Amid the sexual harassment scandals that have been rocking UC Berkeley, the community recently came together to hold a Survivor’s Symposium. I had the pleasure of attending for CALCASA. The symposium explored the institutional process for undergraduate and graduate students, postdoctoral students, and campus employees to report sexual violence on campus. At the heart, this was a grassroots event for survivors and allies that focused on the importance and centrality of survivor-led action to counteract the institutional bureaucracy in responding to and preventing sexual assault.

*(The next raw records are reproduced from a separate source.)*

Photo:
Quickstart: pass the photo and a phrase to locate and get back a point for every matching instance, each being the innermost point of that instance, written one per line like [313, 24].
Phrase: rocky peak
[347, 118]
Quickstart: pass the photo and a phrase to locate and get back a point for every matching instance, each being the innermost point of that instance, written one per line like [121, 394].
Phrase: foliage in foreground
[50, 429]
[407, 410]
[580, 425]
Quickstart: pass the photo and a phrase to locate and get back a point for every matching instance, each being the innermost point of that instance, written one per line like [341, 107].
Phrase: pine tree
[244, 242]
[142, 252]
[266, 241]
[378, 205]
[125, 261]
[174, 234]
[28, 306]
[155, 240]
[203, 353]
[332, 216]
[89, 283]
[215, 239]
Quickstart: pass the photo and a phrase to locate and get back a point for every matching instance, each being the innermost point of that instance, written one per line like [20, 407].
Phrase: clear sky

One major topic of discussion was the inherent conflict of interest the institution faces when it is both the employer of the alleged perpetrator and is accountable for student safety. A recurring question throughout the day was whether it is possible to treat all parties in these cases equally and without bias. Also, multiple campus groups and campus allies pointedly expanded their organizing to take into account the intersections—to challenge racial violence, violence based on sexual orientation, and
gender-based violence. As a group we talked about the trauma survivors endure and the array of strategies used to help survivors get on the path of healing. Additionally, the symposium offered self-care and “artivist” (art for activism and social justice) workshops, collective poetry & zine-making, yoga, and self-defense.
I felt honored to be in the presence of survivors and allies whose determination resembled the passion of early activists against sexual violence and institutional oppression. It is vital to keep survivors at the core of the work to help eradicate sexual violence. I look forward to seeing how UC Berkeley keeps survivors in the focus in the future.